I'm trying to scrape a really long web page with beautifulsoup4 and python3. Due to the size of the website, http.client
throws me an error when I try to search for something in the website:
File "/anaconda3/lib/python3.6/http/client.py", line 456, in read return self._readall_chunked() File "/anaconda3/lib/python3.6/http/client.py", line 570, in _readall_chunked raise IncompleteRead(b''.join(value)) http.client.IncompleteRead: IncompleteRead(16109 bytes read)
Is there any way to get around this error?
As the docs for http.client
tell you right at the top, this is a very low-level library, meant primarily to support urllib
, and:
See also The Requests package is recommended for a higher-level HTTP client interface.
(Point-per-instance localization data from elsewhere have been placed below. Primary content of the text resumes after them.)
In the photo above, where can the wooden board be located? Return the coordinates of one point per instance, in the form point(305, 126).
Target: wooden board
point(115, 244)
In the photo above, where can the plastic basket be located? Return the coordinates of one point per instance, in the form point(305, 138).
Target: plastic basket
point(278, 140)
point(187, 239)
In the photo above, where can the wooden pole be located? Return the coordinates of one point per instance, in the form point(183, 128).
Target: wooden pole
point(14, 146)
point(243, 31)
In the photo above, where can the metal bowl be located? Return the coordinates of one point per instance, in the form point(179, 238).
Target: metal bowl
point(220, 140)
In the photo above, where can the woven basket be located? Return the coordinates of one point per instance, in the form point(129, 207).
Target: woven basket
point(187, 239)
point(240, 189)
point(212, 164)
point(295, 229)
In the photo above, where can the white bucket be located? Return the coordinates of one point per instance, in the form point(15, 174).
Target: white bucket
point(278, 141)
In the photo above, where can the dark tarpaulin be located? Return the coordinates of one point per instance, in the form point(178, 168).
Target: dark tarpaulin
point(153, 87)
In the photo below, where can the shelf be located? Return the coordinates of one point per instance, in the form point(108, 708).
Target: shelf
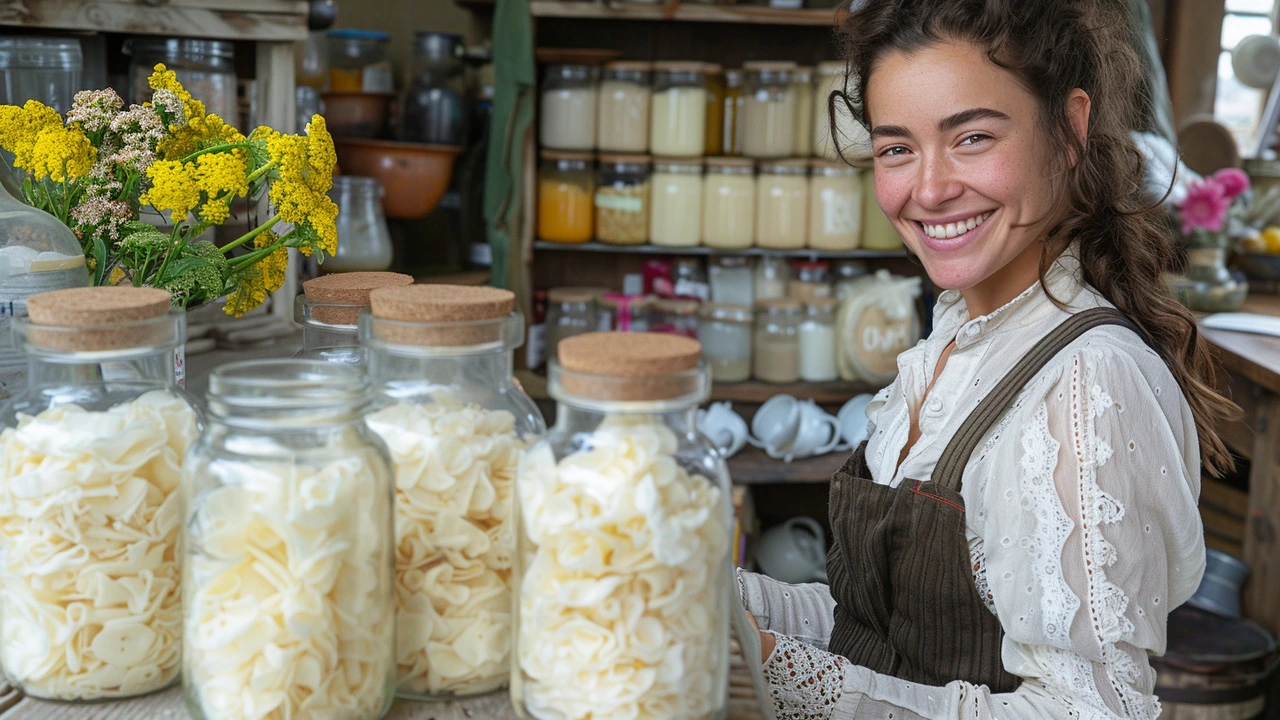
point(754, 251)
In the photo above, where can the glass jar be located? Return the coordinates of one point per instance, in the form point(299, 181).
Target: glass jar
point(676, 215)
point(94, 450)
point(567, 109)
point(364, 241)
point(625, 523)
point(206, 68)
point(455, 420)
point(435, 105)
point(359, 62)
point(835, 206)
point(289, 548)
point(622, 200)
point(728, 203)
point(776, 346)
point(769, 113)
point(40, 68)
point(725, 332)
point(566, 191)
point(677, 123)
point(622, 117)
point(818, 341)
point(782, 205)
point(731, 279)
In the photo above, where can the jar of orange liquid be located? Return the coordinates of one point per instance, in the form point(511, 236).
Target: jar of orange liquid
point(566, 187)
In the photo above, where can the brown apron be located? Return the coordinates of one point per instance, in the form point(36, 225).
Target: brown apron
point(899, 565)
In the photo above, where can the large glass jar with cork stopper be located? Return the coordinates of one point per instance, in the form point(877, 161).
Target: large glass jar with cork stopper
point(328, 310)
point(624, 522)
point(449, 410)
point(94, 450)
If you can conda install requests
or pip install requests
, your problem becomes trivial:
import requests
req = requests.get('https://www.worldcubeassociation.org/results/events.php?eventId=222®ionId=&years=&show=All%2BPersons&average=Average')
soup = BeautifulSoup(req.text, 'lxml')
If you can't install a third-party library, working around this is possible, but not actually supported, and not easy. None of the chunk-handling code in http.client
is public or documented, but the docs do link you to the source, where you can see the private methods. In particular, notice that read
calls a method named _readall_chunked
, which loops over calling a _safe_read
method on _get_chunk_left
. That _safe_read
method is the code you'll need to replace (e.g., by subclassing HTTPResponse
, or monkeypatching it) to work around this problem. Which probably isn't going to be nearly as easy or fun as just using a higher-level library.